8 Ways to Combat Working From Home Fatigue and Boost Your Energy Thrive Global

Working remotely, your colleagues aren’t physically around to share a joke or talk face to face. Teams and Slack messaging are great, but they don’t feel the same. We want you to live a productive, healthy, and happy remote working life.

These are perfect when you have a team that is spread out all over the place. Let’s Roam has a great collection of customizable team-building activities. Even though these games are all done using video conferencing, it’s a totally different experience than a regular work meeting so it helps bust up the monotony of the day-to-day zoom life. Plus, you can easily schedule this during one of your normal meeting times to make sure everyone can attend and have some fun. However, no style of work is the ultimate solution, and with the onset of remote work, the boundaries between one’s professional and personal life are blurred.

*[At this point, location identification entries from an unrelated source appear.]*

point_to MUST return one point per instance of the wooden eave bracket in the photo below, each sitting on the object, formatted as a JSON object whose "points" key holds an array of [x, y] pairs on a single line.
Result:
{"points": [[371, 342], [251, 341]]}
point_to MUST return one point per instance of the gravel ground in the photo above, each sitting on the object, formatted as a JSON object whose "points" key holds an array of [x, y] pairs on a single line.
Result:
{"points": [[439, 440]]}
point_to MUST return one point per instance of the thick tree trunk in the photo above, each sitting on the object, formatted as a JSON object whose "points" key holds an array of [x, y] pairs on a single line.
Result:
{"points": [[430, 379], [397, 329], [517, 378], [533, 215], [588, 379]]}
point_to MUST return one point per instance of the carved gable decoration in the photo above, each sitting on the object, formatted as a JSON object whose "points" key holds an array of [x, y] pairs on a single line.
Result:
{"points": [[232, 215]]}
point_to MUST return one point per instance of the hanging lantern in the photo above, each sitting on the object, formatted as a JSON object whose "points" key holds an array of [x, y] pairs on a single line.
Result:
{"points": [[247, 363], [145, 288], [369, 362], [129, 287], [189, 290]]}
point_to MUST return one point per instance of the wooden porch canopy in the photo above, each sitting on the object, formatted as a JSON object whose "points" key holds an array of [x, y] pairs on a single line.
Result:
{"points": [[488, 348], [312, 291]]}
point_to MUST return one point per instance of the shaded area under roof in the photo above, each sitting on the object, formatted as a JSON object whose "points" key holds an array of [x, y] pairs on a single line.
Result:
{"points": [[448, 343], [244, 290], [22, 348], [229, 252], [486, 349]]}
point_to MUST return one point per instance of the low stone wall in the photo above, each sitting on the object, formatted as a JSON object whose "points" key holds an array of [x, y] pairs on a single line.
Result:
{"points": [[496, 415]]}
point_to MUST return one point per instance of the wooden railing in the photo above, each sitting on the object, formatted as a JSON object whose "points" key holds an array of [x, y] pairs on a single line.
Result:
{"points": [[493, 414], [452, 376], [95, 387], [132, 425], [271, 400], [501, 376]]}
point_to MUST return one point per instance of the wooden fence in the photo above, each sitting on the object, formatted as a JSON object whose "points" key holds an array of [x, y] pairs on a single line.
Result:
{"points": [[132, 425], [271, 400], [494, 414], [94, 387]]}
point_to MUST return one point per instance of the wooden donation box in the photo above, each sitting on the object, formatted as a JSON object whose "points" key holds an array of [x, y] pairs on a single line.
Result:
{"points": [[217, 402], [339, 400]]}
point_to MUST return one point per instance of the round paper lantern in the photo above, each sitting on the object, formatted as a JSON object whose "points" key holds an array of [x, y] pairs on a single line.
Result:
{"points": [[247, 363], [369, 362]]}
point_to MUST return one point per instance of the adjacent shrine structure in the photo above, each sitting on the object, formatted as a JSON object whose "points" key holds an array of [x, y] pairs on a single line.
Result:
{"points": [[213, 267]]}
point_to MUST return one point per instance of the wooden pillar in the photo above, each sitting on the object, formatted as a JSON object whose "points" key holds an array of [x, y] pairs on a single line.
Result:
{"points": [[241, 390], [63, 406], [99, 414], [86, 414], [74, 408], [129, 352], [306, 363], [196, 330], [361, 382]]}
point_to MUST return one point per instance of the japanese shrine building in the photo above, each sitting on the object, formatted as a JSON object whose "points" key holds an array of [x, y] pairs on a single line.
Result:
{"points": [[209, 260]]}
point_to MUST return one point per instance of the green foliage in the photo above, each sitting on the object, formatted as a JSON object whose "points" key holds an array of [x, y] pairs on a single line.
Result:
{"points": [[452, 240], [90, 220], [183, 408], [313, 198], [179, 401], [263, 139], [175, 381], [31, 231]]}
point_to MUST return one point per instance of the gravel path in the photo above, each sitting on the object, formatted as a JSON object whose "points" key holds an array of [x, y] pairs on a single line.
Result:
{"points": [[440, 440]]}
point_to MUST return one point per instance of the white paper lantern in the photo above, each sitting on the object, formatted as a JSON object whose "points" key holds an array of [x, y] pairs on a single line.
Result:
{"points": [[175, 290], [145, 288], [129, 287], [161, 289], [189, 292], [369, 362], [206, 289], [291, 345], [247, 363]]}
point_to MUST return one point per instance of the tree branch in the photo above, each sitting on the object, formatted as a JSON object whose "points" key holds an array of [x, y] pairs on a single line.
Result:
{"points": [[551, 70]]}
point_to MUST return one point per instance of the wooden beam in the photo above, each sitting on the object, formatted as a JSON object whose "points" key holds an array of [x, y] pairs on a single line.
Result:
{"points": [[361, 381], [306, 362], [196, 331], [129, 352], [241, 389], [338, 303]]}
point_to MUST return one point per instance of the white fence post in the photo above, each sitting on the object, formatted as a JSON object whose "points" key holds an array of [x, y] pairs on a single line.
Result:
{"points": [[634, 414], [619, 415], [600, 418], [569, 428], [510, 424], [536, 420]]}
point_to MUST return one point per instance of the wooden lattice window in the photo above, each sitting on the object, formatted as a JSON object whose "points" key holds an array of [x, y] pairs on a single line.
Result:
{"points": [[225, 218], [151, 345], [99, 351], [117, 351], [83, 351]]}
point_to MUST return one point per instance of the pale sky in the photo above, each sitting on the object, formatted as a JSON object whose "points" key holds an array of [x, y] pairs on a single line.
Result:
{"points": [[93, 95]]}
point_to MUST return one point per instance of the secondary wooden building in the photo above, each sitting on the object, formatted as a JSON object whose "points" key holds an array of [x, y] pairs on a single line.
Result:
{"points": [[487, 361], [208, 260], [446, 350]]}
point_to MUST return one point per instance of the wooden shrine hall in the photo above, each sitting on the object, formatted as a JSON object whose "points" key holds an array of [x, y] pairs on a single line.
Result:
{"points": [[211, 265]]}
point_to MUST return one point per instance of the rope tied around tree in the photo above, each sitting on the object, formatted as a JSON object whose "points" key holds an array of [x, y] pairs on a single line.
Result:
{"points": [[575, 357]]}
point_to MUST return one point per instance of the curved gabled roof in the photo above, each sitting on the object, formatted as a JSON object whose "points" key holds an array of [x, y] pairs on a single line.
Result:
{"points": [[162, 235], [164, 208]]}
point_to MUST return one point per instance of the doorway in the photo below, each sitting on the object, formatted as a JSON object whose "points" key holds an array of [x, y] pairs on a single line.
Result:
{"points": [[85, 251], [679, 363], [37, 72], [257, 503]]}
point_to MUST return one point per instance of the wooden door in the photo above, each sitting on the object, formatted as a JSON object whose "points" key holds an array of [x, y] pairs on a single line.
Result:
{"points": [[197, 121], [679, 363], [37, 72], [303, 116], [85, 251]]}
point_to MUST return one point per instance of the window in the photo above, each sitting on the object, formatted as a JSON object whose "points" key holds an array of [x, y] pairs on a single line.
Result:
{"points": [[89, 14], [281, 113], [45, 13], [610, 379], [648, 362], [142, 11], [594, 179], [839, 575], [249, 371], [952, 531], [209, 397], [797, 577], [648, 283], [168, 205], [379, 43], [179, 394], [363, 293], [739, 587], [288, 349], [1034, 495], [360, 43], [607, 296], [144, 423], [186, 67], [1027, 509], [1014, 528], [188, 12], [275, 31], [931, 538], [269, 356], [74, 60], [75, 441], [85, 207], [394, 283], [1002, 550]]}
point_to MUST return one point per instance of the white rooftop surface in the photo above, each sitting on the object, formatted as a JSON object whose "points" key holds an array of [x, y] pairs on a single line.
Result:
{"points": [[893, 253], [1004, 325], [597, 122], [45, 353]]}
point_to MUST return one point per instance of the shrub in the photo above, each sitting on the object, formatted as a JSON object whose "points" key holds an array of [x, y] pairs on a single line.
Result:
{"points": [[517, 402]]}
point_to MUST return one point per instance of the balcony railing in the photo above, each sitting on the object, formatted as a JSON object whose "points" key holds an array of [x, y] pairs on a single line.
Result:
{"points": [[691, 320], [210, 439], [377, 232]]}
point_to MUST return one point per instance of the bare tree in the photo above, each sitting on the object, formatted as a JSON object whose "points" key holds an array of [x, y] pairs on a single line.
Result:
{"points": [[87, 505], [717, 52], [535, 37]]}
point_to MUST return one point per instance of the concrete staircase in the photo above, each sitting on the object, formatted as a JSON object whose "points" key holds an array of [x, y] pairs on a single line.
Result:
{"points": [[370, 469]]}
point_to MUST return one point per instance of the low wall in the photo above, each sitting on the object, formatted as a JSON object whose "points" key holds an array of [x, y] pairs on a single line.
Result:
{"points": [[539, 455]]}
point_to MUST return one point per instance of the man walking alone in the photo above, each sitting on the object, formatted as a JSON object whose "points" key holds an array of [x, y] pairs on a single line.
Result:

Encourage a New “Normal” Routine

But this is an ungrounded fear, as most people are more productive when working remotely due to the lack of office distractions. With virtual work as the new normal, management fears of work avoidance can make your boss anxious about how to manage a remote team without traditional supervision. A system of time management developed by Francesco Cirillo in the late 1980s, the Pomodoro technique delivers excellent productivity results and helps you build a healthy work rhythm.

Lots of people are finding that water cooler chitchat is a bigger part of their day than they realized. Those breaks provide important social interactions and can help you get a read on the office mood. If you have the room, set up a table in the corner and use it just for work. Working from the bed or couch https://remotemode.net/ is cozy, but it’s easy to forget you’re supposed to be working if you’re parked in front of the TV. Lots of people going to jobs outside the home are struggling, too. So are people who have always worked from home but are adapting to a new normal (which may include more family members underfoot all day).

Offer Support in Creating a Better Home Office

Organisations that had never implemented hybrid before were suddenly making up policies on-the-fly, often without consulting employees. So, as in Klara’s case, part-office, part-home arrangements were thrust onto the workforce. Let’s start with some of the big reasons this fatigue is happening to employees. It’s a little different for each person, but these are some of the major themes.

Aim for about eight hours of sleep (the exact amount will vary for each of us) and try not to nap during the day, as this might impact how well you sleep at night. Working from home is an excellent choice for many modern-day workers who want a better work-life balance, freedom to live where they want, and better-spent time than on commutes. Eye strain, wrist tension, and neck and back aches are bound to set in if you sit hunched in a chair all day. Make sure you get up and walk about regularly, such as with the Pomodoro technique. Use the right tools to block distractions, avoid clickbait and doomsday scrolling, and discipline yourself to keep only work tabs open during work hours.

Schedule frequent breaks

By hosting any type of event, you are shifting them from having the usual boring meetings to working together to accomplish a goal while having fun. Building up those relationships helps them feel more connected to the overall team and remote working fatigue therefore improves your employee engagement overall. On average, employees have reported working three more hours per day since working remotely due to Covid-19. Too much of a good thing can be bad, particularly if it’s your work.

  • TINYpulse notes that over 7 in 10 hybrid workers reported exhaustion due to disruption in their daily routines.
  • It may be worthwhile to ask your employer for permission to swap out online to-dos for these real-world tasks.
  • I have found scheduling breaks in my calendar makes me more likely to take them.
  • However, remote workers may also work longer hours, have to share workspaces with family or roommates, and feel disconnected from the rest of the company.